White supremacy is not a marginal ideology in the United States, Professor Tricia Rose proclaimed before a crowded room of Brown students and faculty.
President Christina Paxson organized and moderated the September 6th forum, titled “Charlottesville: Perspectives on the Origins and Implications of White Nationalism in the U.S.”
“It is absolutely crucial that those of us who believe in racial justice deal with institutional white supremacy and not just extremism,” said Rose, chair of the Africana studies department.
Rose and six fellow professors discussed and analyzed the roots of the white supremacism that displayed itself in the Charlottesville neo-Nazi rallies right before the start of the fall semester.
“We are living in a time when we can become a nation that enforces brutal policing policies, white supremacy, and xenophobic immigration policies,” said American studies professor Monica Muñoz Martinez. “Or we can create a moment when we correct our course of history and choose a more just path.”
Maud Mandel, professor of history and Judaic studies, drew on her scholarship of anti-Semitism during World War II and urged students to not turn away from injustice.
“We are all implicated in making sure that the society we live in is socially just,” she said.
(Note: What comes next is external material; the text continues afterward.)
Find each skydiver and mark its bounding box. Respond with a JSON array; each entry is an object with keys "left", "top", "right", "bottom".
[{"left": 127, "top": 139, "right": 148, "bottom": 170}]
Bonnie Honig, professor of modern culture and media, referring to the prevalence of Confederate flags in the South, asked students to question “why certain images get preserved” and “whose history gets to be commemorated in public space.” But instead of considering what public monuments ought to be taken down, suggested professor John Tomasi of the political science department, we should think about what political monuments we want to put up as a “public statement of community.”
“What events from our past should be commemorated in our future?” he asked. Tomasi suggested that Brown consider erecting a statue for Ruth J. Simmons, not only, he explained, because she was the first black president of Brown but because of her work as a champion of free speech and learning.
Associate professor of history Michael Vorenberg pointed out that what most people think of as the Confederate flag was never the official flag of the Confederacy. It was actually Robert E. Lee’s battle flag, and it became the banner of white supremacy 100 years later.
He questioned, as well, the victorious North’s claim to “moral perfection” following the conclusion of the Civil War, reminding the audience that Brown had been intimately connected with the slave trade.
Emily Owens, also of the history department, explained that white nationalist groups participating in the Charlottesville rallies were motivated by a nostalgic illusion.
“There were multiple layers of memory operating at Charlottesville, all leading back to slavery,” Owens said. “But the memory at its root is actually a fantasy.”
The antebellum South was not as pleasant a place for white slave owners as today’s white nationalists might imagine, she continued. Slaveholders were terrified, and with good reason. Enslaved people knew they weren’t property; there were always acts of revolt and expressions that affirmed the human dignity of those enslaved.
“The eruption of violence is not a sign of white supremacist strength but of its panic,” Owens concluded.
Yet we must avoid constraining what constitutes “racism” to the events of the Charlottesville rally, explained Tricia Rose. It’s easy to think that “the rest of us are therefore not racist and our world is not producing racist outcomes—if only we could get rid of the fringe groups.”
Rose observed that in the face of white nationalism it can seem as if the only way to win is to be more hateful than those who support it.
But, she urged, we must “behave in accordance to the society that we hope to create, not the one that we hope to change.”